Source :
Stanislas de Guaita par Arnaud de l’Estoile, éditions Pardès, collection Qui
suis-je ?
Au grand désespoir de sa mère, Stanislas de Guaita était foncièrement anticlérical. À ses reproches « d’irréligion », il répondait par des lettres respectueuses, sans pour autant se dédire de son opinion. Sa correspondance avec sa mère reste éloquente. Le 20 mars 1890, il lui écrit :
« Pourquoi le ralliement à la forme dogmatique du
Catholicisme. Il ne peut y avoir deux vérités contradictoires. Or, la science
positive est sur presque tous les points en contradiction formelle avec la
religion telle qu’on l’enseigne à cette heure. Mais moi qui possède, au moins
en partie, la tradition secrète de Vérité, moi qui ai dans la main une clef qui
me permet de pénétrer dans tous les sanctuaires et d’ouvrir tous les
tabernacles, je sais bien que l’enseignement actuel n’est qu’un voile suranné,
imparfait, rapiécé, misérable et taché, derrière lequel resplendit la Lumière
du Vrai. »
Dans une lettre [vers 1886] au Sâr Péladan, il se
montre tout aussi virulent : « Vois-tu, je crois te l’avoir
déjà dit : chez les catholiques, il n’y a que des ésotériciens et des
mystiques qui ne soient pas des imbéciles… mais le catholicisme est vraiment,
dans son exotérisme, et dans sa lettre, une religion tellement imbécile qu’on
ne peut se sauver de l’agnosticisme obtus que dans le ciel de la théosophie et
dans le ciel de l’extase. »
À l’inverse, l’auteur du Vice suprême était ardemment
catholique et tenait à réconcilier catholicisme et occultisme. Il était aussi
d’une germanophobie patente alors que Guaita avait du sans allemand par son
ascendance paternelle ; par surcroît, il parlait couramment cette langue.
La rupture s’avéra inévitable, malgré sept ans d’une amitié et d’une
collaboration profonde. Leur opposition sur la question religieuse semble avoir
été le point de schisme qui provoqua la création par Joséphin Péladan da
l’Ordre de al Rose+Croix Catholique et du Graal en 1890.

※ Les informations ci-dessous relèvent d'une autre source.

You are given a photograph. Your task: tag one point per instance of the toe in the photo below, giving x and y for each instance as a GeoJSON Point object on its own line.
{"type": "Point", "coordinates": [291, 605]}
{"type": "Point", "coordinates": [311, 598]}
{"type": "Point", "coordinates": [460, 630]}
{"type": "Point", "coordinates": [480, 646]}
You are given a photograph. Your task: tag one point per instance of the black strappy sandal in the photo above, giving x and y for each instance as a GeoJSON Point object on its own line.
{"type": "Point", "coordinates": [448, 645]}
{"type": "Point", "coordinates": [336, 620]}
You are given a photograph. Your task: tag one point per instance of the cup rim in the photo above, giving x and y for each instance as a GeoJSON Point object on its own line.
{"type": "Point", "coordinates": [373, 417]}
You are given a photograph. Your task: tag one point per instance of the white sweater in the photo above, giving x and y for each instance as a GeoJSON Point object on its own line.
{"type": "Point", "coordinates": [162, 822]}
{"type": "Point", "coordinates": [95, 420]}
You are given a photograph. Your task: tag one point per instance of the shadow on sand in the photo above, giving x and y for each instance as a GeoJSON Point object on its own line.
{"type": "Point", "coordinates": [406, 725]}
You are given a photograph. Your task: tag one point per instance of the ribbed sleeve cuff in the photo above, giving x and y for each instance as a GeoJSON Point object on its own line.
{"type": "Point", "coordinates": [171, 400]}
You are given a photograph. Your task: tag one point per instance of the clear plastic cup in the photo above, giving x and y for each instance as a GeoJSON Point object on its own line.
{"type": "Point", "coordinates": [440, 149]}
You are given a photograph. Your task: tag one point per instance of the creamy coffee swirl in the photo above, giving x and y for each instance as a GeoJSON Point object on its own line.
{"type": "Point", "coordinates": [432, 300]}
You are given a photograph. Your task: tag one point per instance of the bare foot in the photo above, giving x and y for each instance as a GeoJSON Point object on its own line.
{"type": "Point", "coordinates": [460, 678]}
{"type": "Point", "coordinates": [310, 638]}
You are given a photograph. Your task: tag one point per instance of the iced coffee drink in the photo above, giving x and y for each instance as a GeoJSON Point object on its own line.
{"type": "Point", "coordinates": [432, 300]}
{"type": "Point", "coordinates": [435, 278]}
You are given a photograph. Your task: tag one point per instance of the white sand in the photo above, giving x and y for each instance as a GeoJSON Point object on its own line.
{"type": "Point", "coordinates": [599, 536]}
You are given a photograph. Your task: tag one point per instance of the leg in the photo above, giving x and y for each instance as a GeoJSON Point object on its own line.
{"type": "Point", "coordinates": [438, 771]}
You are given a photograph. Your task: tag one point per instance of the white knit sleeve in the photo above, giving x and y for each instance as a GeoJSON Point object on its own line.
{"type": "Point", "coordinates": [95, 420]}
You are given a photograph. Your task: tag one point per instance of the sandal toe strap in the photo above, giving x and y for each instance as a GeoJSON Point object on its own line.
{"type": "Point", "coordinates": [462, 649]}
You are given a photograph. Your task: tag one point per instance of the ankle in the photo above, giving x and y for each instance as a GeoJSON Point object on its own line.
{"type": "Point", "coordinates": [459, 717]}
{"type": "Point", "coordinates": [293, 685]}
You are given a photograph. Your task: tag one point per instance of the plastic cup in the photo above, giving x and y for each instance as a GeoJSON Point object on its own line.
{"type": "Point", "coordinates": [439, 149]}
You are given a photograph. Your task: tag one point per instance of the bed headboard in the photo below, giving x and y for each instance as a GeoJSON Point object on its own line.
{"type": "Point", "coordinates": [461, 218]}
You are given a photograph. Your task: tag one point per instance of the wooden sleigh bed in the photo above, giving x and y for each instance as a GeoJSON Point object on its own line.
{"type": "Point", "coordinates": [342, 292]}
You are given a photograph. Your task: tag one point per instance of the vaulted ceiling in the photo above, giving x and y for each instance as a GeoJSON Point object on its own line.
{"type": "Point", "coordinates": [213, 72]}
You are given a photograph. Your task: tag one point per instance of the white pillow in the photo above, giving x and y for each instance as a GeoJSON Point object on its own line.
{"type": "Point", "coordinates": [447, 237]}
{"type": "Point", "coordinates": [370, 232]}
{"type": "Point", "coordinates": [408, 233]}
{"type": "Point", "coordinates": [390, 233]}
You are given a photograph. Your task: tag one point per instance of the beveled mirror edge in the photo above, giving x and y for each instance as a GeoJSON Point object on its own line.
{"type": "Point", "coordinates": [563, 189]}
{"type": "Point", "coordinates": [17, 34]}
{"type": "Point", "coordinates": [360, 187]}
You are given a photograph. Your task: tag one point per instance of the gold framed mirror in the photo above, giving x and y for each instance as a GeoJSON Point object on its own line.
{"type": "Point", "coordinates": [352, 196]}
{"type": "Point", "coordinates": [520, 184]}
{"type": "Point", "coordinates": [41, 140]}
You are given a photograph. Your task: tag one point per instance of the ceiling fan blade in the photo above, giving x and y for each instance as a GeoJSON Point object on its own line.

Le Sâr Mérodack n’acceptait plus les tendances
anticatholiques de la Rose+Croix kabbalistique alors que Stanislas de Guaita
considérait qu’on ne pouvait placer religion et ésotérisme sur un même
plan ; il lui écrira : « Non, mon ami, je ne pense pas que la
Foi soit le dernier mot de la Haute Magie. » Il énonçait là un postulat fondamental
de l’ésotérisme, à savoir que la religion est une voie collective de salut par
la croyance alors que l’ésotérisme est une voie de salut individuelle par la
connaissance, la gnose.
La connaissance abolit la foi. Ainsi, en véritable
occultiste, le Mage d’Alteville ne dit pas « Je crois » mais
« Je sais. » La voie ésotérique n’est pas une religion, encore moins
une morale, c’est véritablement une métaphysique expérimentale. Il précisera sa
pensée dans une introduction d’Au seuil du mystère en faisant une nette
différence entre la voie active de l’occultiste et la voie passive du mystique,
du croyant.
En outre, pour Stanislas de Guaita, l’extase active a deux degrés. Il explique ainsi que, lors du premier degré, l’Adepte pénètre l’essence même de la nature éternelle qui lui communique en mode directe, sans symbole, la « Vérité-lumière. » Pour le deuxième degré, il peut communiquer même avec l’esprit pur, qui le ravit au ciel ineffable des archétypes divins. Dans ce cas, il y a transfusion de la « Divinité-pensée », qui se fait « humanité pensante » en son intelligence, par l’effet d’une alchimie intime, d’une transmutation formidable et inexpliquée.